# Great grand daughter



## tortiecat (Jun 3, 2019)

My great grand daughter was born yesterday evening!
Rose Taylor... arrived at 6:30p.m. weighing 9lbs.9ozs.
Mother(my grand daughter) and father esthstatic.
Got to visit and hold her this afternoon!:love_heart:


----------



## Pappy (Jun 3, 2019)

From Pappy.


----------



## applecruncher (Jun 3, 2019)

Congratulations!


----------



## AZ Jim (Jun 3, 2019)

Fun!  Enjoy....


----------



## C'est Moi (Jun 3, 2019)

Congrats, great-grandma!   And to the happy parents, too.


----------



## RadishRose (Jun 3, 2019)

How wonderful! Congratulations.


----------



## hollydolly (Jun 3, 2019)




----------



## Ruth n Jersey (Jun 3, 2019)

That's wonderful.
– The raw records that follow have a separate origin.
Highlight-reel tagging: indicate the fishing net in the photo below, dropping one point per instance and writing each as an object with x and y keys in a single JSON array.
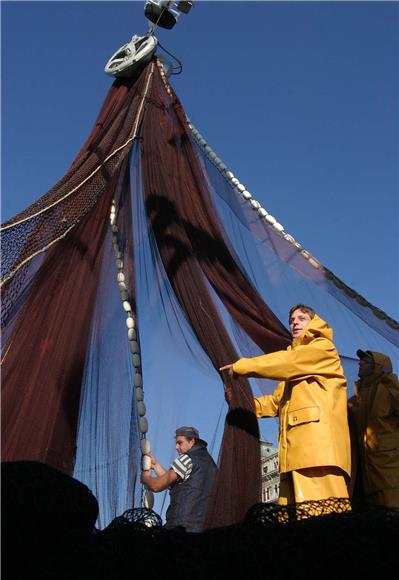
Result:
[{"x": 208, "y": 279}]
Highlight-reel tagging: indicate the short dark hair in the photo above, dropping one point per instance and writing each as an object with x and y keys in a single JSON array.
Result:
[{"x": 303, "y": 308}]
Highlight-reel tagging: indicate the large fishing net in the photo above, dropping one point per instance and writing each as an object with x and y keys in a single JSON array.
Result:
[{"x": 206, "y": 274}]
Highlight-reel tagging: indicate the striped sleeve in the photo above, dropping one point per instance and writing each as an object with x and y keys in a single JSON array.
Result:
[{"x": 182, "y": 466}]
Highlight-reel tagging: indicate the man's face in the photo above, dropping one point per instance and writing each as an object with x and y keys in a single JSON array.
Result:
[
  {"x": 183, "y": 444},
  {"x": 298, "y": 322},
  {"x": 366, "y": 366}
]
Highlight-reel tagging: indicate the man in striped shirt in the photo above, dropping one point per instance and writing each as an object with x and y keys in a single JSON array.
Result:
[{"x": 189, "y": 478}]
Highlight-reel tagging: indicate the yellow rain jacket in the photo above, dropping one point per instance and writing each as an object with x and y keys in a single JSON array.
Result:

Congratulations!


----------



## Ken N Tx (Jun 4, 2019)

Congratulations!


----------



## DaveA (Jun 4, 2019)

Congratulations and at 9+ lbs, that's a solid little lady.  And it's an extra bonus when they're nearby and you'll get to see and hold her.


----------



## jujube (Jun 4, 2019)

Congratulations!!!


----------



## moviequeen1 (Jun 4, 2019)

Congrats on the latest addition to your family,wonderful news


----------



## Falcon (Jun 4, 2019)

:applause2:


----------



## tortiecat (Jun 5, 2019)

Thanks for all your well wishes!!
I've been blessed with great kids, grand kids, and now the next generation!


----------



## Linda (Jun 5, 2019)

Congratulations! How exciting.


----------



## fmdog44 (Jun 6, 2019)

"Girls, girls, girls and girls."


----------



## Vega_Lyra (Jun 6, 2019)

Congratulations ! :cheerful:


----------



## MeAgain (Jul 24, 2019)

CONGRATES!


----------